Cláudia Pina, a juíza de instrução criminal (JIC) que ouviu os sete militares detidos, no âmbito das mortes de Hugo Abreu e Dylan Silva no 127.º curso dos comandos, aponta o dedo às alegações da procuradora do Departamento de Investigação e Acção Penal (DIAP) de Lisboa, Cândida Vilar, que liderou a investigação ao caso.

“Os crimes foram praticados, na perspectiva do Ministério Público, por raiva e ódio irracional: motivações que são claramente subjectivas e não resultam da prova produzida até à data no inquérito”, salienta a JIC no despacho do Ministério Público (MP) citado pelo Expresso.

Médico “desinteressou-se” das vítimas

A juíza também nota que os argumentos que alegam que os crimes foram “estritamente militares” têm por base um “facto vago e subjectivo segundo o qual a agressão a militares no âmbito da instrução corresponde a um crime militar porquanto os impede de prestarem funções e, consequentemente, reduz a capacidade da defesa nacional”.

Ora, “tal argumento é no mínimo rebuscado, não se afigurando que a situação espelhada nos autos e a morte dos ofendidos, negligente na nossa perspectiva, possa lesar de modo relevante a defesa do Estado”, aponta ainda Cláudia Pina.

Assim, a JIC sugere sugere medidas mais leves para os militares do que as apontadas pelo DIAP.

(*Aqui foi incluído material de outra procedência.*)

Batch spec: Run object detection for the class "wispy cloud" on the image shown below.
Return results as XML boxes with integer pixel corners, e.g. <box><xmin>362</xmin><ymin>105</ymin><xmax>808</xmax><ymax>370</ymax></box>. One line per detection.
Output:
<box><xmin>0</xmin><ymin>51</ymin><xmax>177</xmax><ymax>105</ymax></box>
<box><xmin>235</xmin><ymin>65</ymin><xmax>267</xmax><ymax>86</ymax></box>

Mas já quanto ao capitão-médico Miguel Onofre Domingues, que terá mandado as vítimas rastejar até à ambulância, segundo as alegações, a juíza está certa da suas responsabilidades, considerando que “não prestou atenção ao agravamento” do estado de saúde dos instruendos que morreram e que “desinteressou-se” deles, segundo cita o Expresso.

Caso do instrutor que espetou navalha em instruendo

No processo do DIAP, cita-se um caso de 2012, ocorrido durante um exercício de flexões no curso dos comandos, a título de exemplo, para justificar as detenções, conforme revela a revista Sábado.

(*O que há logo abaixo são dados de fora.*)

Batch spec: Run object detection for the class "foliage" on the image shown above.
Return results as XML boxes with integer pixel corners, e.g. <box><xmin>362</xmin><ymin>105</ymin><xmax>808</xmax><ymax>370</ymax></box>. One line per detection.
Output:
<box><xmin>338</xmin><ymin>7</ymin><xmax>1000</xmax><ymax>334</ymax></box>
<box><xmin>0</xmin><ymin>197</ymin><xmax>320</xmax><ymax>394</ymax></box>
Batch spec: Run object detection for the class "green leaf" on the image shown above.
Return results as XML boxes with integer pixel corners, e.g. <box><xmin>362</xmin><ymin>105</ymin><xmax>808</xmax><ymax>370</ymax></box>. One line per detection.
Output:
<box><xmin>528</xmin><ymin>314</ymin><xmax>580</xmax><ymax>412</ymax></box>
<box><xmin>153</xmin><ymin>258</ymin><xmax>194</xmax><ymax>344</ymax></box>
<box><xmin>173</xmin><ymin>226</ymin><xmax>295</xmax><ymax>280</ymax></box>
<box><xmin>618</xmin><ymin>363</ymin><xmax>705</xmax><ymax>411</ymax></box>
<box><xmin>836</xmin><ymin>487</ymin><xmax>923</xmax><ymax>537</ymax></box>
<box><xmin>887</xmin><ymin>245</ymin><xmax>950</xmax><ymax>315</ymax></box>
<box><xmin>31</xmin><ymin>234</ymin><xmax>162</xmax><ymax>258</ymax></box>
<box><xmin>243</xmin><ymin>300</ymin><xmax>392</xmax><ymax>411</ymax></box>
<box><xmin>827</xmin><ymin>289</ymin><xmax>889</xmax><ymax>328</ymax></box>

Assim, nesse exercício, um instrutor, que era o comandante de um grupo de instruendos, “pousou o joelho direito no chão, ao lado de um soldado, segurou a navalha aberta com a mão e colocou-a por baixo da barriga dele”; quando este se baixou para iniciar as flexões, a navalha cortou-lhe o abdómen, relata a Sábado.

O resultado foi uma “ferida no lobo direito do fígado (com cerca de 1,5cms de comprimento)”, aponta a revista, notando que o DIAP usa este caso como uma prova de um alegado “clima de impunidade” que imperará entre os militares.

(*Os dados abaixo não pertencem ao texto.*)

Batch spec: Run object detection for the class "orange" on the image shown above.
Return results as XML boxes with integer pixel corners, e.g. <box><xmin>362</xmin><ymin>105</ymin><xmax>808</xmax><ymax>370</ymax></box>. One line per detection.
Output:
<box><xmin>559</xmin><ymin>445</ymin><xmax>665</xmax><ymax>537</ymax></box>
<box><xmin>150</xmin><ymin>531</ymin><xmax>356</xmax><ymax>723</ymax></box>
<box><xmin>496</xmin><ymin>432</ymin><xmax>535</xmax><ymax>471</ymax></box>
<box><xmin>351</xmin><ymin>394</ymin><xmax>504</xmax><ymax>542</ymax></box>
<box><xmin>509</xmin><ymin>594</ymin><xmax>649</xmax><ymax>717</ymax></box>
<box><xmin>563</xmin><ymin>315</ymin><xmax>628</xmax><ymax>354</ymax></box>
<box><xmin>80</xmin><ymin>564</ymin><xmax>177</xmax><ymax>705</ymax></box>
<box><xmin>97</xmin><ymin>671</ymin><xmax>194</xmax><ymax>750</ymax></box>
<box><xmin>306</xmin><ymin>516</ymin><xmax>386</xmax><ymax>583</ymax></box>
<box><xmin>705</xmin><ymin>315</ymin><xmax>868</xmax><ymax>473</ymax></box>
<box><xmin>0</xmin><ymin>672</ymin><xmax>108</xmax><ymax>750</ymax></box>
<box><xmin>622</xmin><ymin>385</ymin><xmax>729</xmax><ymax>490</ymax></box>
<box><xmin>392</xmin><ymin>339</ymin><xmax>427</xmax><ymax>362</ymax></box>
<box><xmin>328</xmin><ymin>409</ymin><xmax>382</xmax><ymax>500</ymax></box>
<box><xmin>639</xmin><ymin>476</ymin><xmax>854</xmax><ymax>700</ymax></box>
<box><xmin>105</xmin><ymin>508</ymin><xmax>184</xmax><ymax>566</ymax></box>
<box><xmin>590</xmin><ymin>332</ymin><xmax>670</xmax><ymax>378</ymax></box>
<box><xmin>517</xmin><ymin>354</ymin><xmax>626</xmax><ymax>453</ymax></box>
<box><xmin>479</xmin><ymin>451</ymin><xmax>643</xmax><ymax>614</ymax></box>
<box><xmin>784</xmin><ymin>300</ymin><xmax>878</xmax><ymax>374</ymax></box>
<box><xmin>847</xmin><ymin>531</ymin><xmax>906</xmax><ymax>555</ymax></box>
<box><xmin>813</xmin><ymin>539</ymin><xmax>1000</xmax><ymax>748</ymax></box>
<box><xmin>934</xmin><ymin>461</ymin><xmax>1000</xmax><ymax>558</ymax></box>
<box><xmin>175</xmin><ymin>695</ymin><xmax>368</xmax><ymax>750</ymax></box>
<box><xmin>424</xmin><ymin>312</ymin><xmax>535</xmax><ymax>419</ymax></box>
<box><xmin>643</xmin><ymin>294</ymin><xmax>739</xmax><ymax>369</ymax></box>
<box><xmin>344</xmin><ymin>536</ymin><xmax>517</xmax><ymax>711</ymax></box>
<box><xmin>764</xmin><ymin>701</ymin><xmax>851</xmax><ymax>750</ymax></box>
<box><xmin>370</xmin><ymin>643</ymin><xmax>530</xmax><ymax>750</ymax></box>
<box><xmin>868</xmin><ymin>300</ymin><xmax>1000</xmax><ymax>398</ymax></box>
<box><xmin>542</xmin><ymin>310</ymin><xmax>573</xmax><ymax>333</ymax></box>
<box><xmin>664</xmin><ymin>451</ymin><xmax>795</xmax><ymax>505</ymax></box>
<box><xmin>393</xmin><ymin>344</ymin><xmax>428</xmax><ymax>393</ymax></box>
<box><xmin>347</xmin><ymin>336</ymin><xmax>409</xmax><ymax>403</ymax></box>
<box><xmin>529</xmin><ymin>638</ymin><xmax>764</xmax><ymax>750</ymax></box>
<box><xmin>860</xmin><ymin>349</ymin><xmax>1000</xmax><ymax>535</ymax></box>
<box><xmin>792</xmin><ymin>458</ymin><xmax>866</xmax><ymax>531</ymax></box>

É que o instrutor, que mostrou arrependimento em tribunal, alegou também que o exército terá tentado abafar o caso, não transportando o recruta ferido para o hospital.

Foi com base nestes argumentos que a procuradora apontou ao crime militar de abuso de autoridade por ofensa à integridade física, que valeu ao instrutor do caso de 2012 uma condenação a oito anos de prisão.

Mas a JIC indiciou os arguidos por crimes de ofensas à integridade física graves, por negligência, enquanto o capitão-médico responde por dois crimes de homicídio por negligência.